By Teya Penniman, Coordinator of Hawaii Landscape-scale Mosquito Control at American Bird Conservancy
We face an extinction crisis. Climate change and globalization are driving the ecosystems and species that we protect – our biological heritage – to extinction. In the United States Pacific Island ecoregion alone, more than 580 species, over one-third of the listed species in the U.S., are currently in danger of extinction. Many more of these endemic species are on the same trajectory. Our best projections predict that these declines will continue unabated and with increasingly severe consequences, unless we take action now.
The reasons behind the decline of Hawaiʻi’s endangered native forest bird populations are emblematic of this extinction crisis. These iconic species face threats not present during their evolution on these islands, leaving them poorly adapted for their recently invaded ecosystems. To conserve our biological heritage for future generations, introduced diseases (such as avian malaria transmitted by the Southern house mosquito) and mammalian predators (rats, cats, and mongoose), must be controlled to maintain healthy ecosystems. For some of our native forest bird species, avian malaria causes more than 90 percent mortality.
Higher-elevation forests in Hawaiʻi do not have the Southern house mosquito. These remote upper-elevation montane forest refugia, which now protect Hawaiʻi’s forest birds from the devastating effects of avian malaria, are projected to drastically decline in size in the very near future. Due to a warming climate these heat-loving mosquitoes will be able to spread upslope.
One promising tool to help stop this decline is the “Incompatible Insect Technique,” which uses a naturally-occurring bacteria called Wolbachia (see video below) to interrupt mosquito reproduction, thereby reducing mosquito populations. This strategy acts like an insect birth control and is not a genetic modification. Instead, it depends on releasing into the environment male mosquitoes (which don’t bite) that have been exposed to the Wolbachia bacteria. When these males mate with females in the wild, no viable offspring are produced. Fewer mosquitoes means fewer vectors of avian malaria. This approach is currently in use on the U.S. mainland and elsewhere in the world to help suppress mosquitoes that carry human diseases, such as dengue or Zika. It is considered so safe that in some areas, residents have regular packages of male Wolbachia shipped to their home during the mosquito “season.”
The Steering Committee for Landscape Scale Mosquito Control, a partnership of federal, state, academic, and nonprofit agencies, is working with Michigan State University (MSU) to lab-rear male southern house mosquitoes that have been infected with the Wolbachia bacteria. The work at MSU is still in its infancy. Rearing protocols for the Hawaii-collected Southern house mosquito are still being developed and tested in Hawaiʻi and at MSU. Once these protocols are developed and a viable population can be reliably mass-reared in the laboratory, work on infecting the lab-reared populations with Wolbachia strains found in Hawaii will be conducted.

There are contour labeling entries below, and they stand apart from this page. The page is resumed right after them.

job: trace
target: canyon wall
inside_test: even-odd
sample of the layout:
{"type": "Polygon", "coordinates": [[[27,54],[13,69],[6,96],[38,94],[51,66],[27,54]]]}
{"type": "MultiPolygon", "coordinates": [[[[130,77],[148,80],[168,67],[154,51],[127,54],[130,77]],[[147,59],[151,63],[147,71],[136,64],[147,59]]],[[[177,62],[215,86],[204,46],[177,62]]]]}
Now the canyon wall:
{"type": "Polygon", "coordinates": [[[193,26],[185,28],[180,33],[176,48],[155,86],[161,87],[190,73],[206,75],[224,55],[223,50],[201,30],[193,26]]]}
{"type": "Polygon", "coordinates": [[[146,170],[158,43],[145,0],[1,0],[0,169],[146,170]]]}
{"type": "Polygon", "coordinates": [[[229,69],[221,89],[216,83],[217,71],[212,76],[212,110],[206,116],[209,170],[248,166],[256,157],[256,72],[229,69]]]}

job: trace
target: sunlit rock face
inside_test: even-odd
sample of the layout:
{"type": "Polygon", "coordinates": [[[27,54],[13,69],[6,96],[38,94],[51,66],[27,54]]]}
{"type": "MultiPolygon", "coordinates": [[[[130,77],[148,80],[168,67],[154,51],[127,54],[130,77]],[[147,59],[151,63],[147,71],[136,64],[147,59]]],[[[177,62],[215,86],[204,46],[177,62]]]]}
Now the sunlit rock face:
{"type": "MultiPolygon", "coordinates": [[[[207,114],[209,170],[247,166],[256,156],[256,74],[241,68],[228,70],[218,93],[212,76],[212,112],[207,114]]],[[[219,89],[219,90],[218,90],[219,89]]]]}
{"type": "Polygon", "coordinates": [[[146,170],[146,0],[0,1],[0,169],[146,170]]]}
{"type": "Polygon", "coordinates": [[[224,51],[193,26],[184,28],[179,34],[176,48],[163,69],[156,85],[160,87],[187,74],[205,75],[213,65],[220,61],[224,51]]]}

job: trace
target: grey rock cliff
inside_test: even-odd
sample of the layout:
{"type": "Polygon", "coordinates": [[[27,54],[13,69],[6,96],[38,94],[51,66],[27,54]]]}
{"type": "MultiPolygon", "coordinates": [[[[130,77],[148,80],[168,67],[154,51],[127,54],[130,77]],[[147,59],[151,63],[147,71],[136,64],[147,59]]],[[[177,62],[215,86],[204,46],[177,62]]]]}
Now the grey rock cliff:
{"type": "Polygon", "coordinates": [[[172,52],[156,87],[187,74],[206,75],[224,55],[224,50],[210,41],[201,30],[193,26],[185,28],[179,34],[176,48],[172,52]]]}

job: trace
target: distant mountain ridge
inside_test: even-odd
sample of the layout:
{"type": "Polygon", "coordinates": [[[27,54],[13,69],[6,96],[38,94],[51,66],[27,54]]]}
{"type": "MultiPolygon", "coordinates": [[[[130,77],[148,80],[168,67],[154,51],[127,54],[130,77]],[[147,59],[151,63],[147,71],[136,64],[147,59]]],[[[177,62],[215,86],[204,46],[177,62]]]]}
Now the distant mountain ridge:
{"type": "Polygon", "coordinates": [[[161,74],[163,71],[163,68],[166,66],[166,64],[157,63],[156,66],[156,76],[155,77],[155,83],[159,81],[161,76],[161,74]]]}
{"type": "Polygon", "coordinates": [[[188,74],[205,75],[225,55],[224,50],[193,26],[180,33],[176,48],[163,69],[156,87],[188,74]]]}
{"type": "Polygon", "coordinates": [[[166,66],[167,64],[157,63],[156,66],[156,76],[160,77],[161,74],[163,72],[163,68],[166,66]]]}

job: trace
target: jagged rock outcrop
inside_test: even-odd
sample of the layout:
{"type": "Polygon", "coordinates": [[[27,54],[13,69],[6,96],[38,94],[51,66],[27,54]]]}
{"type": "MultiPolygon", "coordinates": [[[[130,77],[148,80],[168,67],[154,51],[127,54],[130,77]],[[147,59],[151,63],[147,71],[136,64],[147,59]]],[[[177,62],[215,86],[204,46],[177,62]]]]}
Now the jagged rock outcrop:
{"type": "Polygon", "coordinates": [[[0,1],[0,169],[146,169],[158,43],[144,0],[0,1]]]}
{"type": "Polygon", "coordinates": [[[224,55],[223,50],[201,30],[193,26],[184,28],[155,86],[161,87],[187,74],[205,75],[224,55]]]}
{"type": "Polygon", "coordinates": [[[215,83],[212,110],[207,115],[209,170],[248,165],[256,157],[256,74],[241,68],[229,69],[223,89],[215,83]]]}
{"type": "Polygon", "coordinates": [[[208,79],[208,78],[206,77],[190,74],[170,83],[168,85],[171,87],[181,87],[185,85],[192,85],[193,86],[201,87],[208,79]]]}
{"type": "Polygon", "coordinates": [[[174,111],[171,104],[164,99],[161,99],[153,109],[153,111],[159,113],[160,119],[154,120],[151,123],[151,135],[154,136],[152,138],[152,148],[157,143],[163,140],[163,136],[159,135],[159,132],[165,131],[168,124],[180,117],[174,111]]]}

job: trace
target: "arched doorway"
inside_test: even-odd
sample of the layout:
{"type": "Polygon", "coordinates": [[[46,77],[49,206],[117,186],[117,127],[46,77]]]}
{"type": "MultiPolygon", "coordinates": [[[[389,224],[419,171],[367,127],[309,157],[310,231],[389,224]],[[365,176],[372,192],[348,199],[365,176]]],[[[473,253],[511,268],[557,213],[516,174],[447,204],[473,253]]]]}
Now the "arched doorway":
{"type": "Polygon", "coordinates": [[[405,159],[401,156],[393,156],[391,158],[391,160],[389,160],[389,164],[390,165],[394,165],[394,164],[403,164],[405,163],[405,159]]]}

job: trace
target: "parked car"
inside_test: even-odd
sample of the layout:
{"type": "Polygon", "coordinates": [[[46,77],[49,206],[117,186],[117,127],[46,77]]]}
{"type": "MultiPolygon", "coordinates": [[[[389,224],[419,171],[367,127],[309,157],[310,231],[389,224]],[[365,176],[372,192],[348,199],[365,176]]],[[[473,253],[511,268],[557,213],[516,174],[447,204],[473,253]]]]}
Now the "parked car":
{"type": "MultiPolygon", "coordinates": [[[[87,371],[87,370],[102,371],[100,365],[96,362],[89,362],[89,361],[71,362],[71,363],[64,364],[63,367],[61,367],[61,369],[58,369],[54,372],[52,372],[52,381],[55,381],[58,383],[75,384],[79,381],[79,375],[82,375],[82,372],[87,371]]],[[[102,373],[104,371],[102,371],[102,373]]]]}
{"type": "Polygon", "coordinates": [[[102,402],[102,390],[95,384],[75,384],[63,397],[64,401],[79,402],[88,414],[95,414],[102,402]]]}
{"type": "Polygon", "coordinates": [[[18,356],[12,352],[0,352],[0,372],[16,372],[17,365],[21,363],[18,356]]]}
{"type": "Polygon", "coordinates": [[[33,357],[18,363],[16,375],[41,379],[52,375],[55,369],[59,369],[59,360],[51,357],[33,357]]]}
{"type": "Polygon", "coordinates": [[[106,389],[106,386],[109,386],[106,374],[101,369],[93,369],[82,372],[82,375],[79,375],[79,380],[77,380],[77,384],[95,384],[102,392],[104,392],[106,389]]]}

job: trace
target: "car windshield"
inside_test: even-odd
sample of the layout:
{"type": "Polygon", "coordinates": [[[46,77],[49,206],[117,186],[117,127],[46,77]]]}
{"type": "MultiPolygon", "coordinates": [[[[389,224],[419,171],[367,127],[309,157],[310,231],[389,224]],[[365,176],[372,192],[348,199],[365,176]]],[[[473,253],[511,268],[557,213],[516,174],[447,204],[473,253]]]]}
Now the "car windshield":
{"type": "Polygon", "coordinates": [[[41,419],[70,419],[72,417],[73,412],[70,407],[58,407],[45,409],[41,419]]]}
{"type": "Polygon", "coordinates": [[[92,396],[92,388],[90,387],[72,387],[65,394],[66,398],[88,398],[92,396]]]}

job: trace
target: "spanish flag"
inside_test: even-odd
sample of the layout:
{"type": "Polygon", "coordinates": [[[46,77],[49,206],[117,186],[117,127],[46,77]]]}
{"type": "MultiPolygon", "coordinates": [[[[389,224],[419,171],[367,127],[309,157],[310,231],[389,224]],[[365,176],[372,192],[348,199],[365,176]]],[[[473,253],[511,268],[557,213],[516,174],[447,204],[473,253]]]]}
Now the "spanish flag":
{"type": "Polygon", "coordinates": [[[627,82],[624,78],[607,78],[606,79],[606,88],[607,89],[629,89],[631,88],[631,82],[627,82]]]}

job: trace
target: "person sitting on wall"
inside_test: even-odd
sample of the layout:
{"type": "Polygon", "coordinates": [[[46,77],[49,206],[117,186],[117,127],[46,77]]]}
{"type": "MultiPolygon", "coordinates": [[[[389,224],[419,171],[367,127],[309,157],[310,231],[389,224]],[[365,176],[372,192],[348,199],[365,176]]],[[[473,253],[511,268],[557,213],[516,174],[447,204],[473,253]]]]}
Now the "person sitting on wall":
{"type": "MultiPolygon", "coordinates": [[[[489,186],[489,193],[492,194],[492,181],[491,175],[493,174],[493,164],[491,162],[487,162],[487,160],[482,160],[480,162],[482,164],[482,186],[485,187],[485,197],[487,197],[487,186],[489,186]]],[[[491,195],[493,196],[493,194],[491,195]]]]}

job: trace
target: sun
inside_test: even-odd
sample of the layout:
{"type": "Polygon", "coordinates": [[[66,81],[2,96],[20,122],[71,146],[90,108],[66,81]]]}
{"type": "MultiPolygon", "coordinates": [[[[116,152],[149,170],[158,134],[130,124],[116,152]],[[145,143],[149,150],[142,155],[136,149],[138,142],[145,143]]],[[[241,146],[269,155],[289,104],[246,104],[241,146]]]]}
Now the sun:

The Incompatible Insect Technique has been shown to be both safe and effective, but its conservation application in Hawaiʻi will be novel. Any releases into the environment will require community engagement, public input, and permits from federal and state regulatory agencies. It is a challenging strategy, but one of the only ones we have left, especially given recent results of a forest bird translocation project on Maui indicating that mosquitoes have advanced further upslope than previous surveys indicated. Supplementing the protection that our natural areas provide to these birds in terms of habitat with a landscape-scale mosquito control program will enhance the capacity of these refugia to support future populations of endangered forest birds in Hawaiʻi.
Monitoring in the Alakaʻi
To increase the potential of this work on Kauaʻi, KFBRP and USGS field technicians and some very dedicated volunteers have worked tirelessly to capture the Southern House Mosquito (or Culex quinquefasciatus) within native forest bird habitat. The main focus was our highest elevation field site, where we spent 10 months trapping mosquitos from fall 2018 til late summer 2019. We also visited six other sites at varying elevations from March-July to learn more about the distribution, seasonality, and survivorship of these mosquitos that are right on the edge of penetrating pristine forest bird habitat. Trips in winter and spring months yielded low mosquito numbers, while as many as 48 adult southern house mosquitos were captured over just seven trap nights in August of this year at our high elevation site. If we were able to keep the mosquitos alive long enough (using cotton balls soaked in sugar water) to survive the helicopter ride out of the field, we then quickly shipped them to US Fish and Wildlife Service in Honolulu, where they were reared up. These individuals will be the founders of the IIT populations that will one day be rereleased on Kauaʻi to control the mosquito population and save the birds.